Chapitre 21 : Comus
J'avais fait la gueule toute la nuit.
Après notre engueulade, je m'étais enfermé dans la chambre jusqu'au moment où Yoongi vînt se coucher. Je n'en avais clairement rien à taper qu'il mange seul devant la télé et qu'il se cogne la fin des recherches sans mon aide. À la sensation de son corps qui plongeait dans les draps je me tournai de l'autre côté n'ayant pas envie de le voir, ni même de parler.
Il me prenait pour un con.
Je pensais bientôt obtenir ma liberté, mais je venais d'apprendre que la date de ma fuite était encore repoussée. Avec en prime un aller simple pour la mort, trajet Osaka terminus locaux des coupeurs de têtes.
Ce n'était pas compliqué à comprendre, ces mecs-là décapitaient littéralement toute personne qui se permettait d'interférer dans leurs affaires. Pourquoi fallait-il que cela soit à nous d'y aller ? Si Jin avait un problème avec eux, qu'il s'y rende lui-même avec son chien. Mettre ma vie en jeu, je l'avais déjà fait, mais pour moi, pour Hoseok, pour mon père.
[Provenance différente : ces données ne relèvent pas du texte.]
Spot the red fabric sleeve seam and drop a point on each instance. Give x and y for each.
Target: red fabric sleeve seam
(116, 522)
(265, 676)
Pas pour un connard que je connaissais à peine et qui me prenait pour son larbin ! Je ne suis pas un sacrifice ou une brebis égarée que l'on abandonne devant le loup pour sauver le reste du troupeau.
Et Yoongi dans tout ça ? Il n'avait pas bronché une seule fois, comme si c'était normal pour lui d'obéir aux ordres de ce cher Kim. Aussi simple que de faire couler un café. Par moment je me demandais s'il était totalement con, ou bien naïf. La seule chose qui l'avait un tant soit peu perturbée c'était la vente.
Qu'est-ce que j'en avais à battre de leur marché ? Je n'y gagnais rien à part me foutre un peu plus dans la merde. Et si une connaissance de mon père se trouvait aussi à cette réception ? J'étais mort et rien qu'à cette idée je sentais mon corps se tendre sous un nouvel effluve d'angoisse. Malheureusement pour moi je ne pouvais en parler, je devais garder mes peurs pour moi et gérer la situation en solo.
Jouer sur deux tableaux devenait de plus en plus difficile. Je ne pouvais dire qui j'étais sans me mettre en danger et d'un autre côté me taire amenait à la même conclusion. J'étais foutu quoi que je fasse. Il ne me restait plus qu'à prier pour qu'une bonne étoile me prenne sous son aile.
Alors j'avais ruminé sous la couette, pendant une bonne demi-heure après son couché. Persuadé qu'il dormait, je m'étais même mis à l'insulter à voix haute.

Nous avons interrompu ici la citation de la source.